Ai fini dell’autosufficienza del ricorso si trascrivono qui di seguito i brani salienti delle memorie che illustrano, punto per punto, le tesi e/o eccezioni prospettate dall’incolpato:
A. Quanto al 1° PUNTO secondo cui “l’esposizione del “solo” crocifisso nelle aule giudiziarie italiane lede il principio supremo di laicità e la prerogativa costituzionale del magistrato di amministrare la giustizia in nome e per conto di una Repubblica “laica”, e non in nome e per conto di una Repubblica “confessionale” cattolica”:
cfr. pag. 92- 97 ricorso per cassazione all. alla memoria difensiva 16.1.2010: “Ribadisco, qui di seguito, le tre principali motivazioni del mio rifiuto di tenere le udienze, sino a che non saranno rimossi i crocefissi.

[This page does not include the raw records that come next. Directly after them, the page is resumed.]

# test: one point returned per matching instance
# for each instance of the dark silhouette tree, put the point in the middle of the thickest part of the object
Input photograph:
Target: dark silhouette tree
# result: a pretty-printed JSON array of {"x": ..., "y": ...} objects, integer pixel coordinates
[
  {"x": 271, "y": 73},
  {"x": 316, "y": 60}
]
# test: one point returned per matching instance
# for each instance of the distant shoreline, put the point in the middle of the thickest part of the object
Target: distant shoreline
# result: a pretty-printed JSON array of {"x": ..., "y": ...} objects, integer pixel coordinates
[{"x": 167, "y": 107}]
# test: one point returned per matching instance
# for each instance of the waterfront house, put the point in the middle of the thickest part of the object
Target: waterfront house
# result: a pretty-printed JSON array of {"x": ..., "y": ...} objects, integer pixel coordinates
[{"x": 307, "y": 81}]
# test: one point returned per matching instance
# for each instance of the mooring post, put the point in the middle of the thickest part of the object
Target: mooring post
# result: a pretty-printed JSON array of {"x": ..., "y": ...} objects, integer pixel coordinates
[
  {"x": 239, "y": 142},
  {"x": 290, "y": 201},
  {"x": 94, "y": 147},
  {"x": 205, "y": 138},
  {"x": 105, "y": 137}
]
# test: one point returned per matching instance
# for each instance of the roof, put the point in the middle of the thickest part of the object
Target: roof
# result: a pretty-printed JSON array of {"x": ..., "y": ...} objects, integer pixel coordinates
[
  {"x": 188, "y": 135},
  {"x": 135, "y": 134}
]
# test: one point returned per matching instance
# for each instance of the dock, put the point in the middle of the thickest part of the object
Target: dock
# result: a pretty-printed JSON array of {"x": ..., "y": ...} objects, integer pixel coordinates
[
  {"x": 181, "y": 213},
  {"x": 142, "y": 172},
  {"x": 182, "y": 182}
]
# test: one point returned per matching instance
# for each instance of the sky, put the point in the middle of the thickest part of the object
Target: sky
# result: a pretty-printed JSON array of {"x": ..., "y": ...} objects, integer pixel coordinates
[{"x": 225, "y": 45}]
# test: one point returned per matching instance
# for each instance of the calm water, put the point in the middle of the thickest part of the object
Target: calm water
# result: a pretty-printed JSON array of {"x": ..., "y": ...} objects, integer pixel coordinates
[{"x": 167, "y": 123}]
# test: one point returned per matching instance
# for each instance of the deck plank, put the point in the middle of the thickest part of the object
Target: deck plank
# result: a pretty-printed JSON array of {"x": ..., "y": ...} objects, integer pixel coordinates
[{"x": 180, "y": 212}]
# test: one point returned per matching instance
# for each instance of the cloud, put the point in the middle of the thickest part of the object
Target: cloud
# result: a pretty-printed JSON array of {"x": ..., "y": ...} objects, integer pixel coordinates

1°) La prima motivazione è che io non accetto, nella mia qualità di magistrato, di subire la lesione delle mie prerogative costituzionali di imparzialità, di neutralità e di indipendenza per effetto dell'imposizione, da parte del Ministro di Giustizia, di un simbolo religioso partigiano, che cioè non identifica affatto lo Stato italiano e l'unità nazionale: ho prestato giuramento alla Costituzione Repubblicana -e non al Pontefice- e non intendo pertanto calpestarla né, tantomeno, intendo subire la limitazione della mia prerogativa di indipendenza o la violazione del principio supremo della laicità dello Stato, soggiogandomi supinamente all'imposizione coattiva del crocifisso da parte del Ministro di Giustizia il quale, con tale comportamento, è Lui che lede, viola e calpesta tutti questi sacrosanti principi costituzionali... il Ministro non può costringermi ad identificarmi in questo simbolo partigiano quando esercito le mie funzioni giurisdizionali...Esporre nelle aule giudiziarie i “crocifissi” evoca un messaggio che confligge col principio di laicità della Repubblica italiana. E' come se si dicesse: “in queste aule il giudice esercita le sue funzioni giurisdizionali in nome del Dio dei cattolici”.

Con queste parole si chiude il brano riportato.